Article 29 Proposals and voting results adopted at the meetings of the Nomination Committee shall be reported to the Board of the Company in writing.

Article 30 The Nomination Committee shall maintain written meeting minutes on which members present and other persons shall sign their names.

Article 31 Archives of the Nomination Committee meetings, including notices of meetings, meeting materials, meeting attendance books, power of attorney for proxy members, votes, meeting minutes signed by the attending members and resolutions adopted at the meetings etc., shall be kept by the securities affairs department. Archives of the Nomination Committee meetings shall be kept for 10 years.

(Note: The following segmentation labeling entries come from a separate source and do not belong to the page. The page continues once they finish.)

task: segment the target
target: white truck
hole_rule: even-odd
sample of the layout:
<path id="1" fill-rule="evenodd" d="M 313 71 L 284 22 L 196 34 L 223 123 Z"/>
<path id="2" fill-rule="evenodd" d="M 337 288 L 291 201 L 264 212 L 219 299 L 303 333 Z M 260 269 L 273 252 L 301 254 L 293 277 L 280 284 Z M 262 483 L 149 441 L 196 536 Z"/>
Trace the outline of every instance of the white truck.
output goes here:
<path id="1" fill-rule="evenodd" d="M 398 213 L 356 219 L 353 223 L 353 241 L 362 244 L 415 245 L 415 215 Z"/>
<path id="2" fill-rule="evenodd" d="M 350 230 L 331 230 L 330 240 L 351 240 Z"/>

Article 32 Before announcement of the resolutions by the Company in accordance with the legal procedure, the attending members, other attendants, and the recording and service personnel shall fulfill confidentiality obligation to the contents of resolutions.

Article 33 Any matters not covered herein shall be subject to the relevant national laws, administrative regulations, departmental rules, the Listing Rules and the Articles of Association.

Article 34 Where these Terms of Reference conflict with the national laws and regulations, the Listing Rules or the Articles of Association, the Board of the Company shall revise these Terms of Reference immediately for approval by the Board.

Article 35 These Terms of Reference shall be subject to the amendment and interpretation of the Board of the Company.

Article 36 These Terms of Reference shall come into effect after consideration and approval by the Board and from the date on which the overseas-listed foreign shares (H Shares) of the Company are publicly issued and listed on the main board of The Stock Exchange of Hong Kong Limited.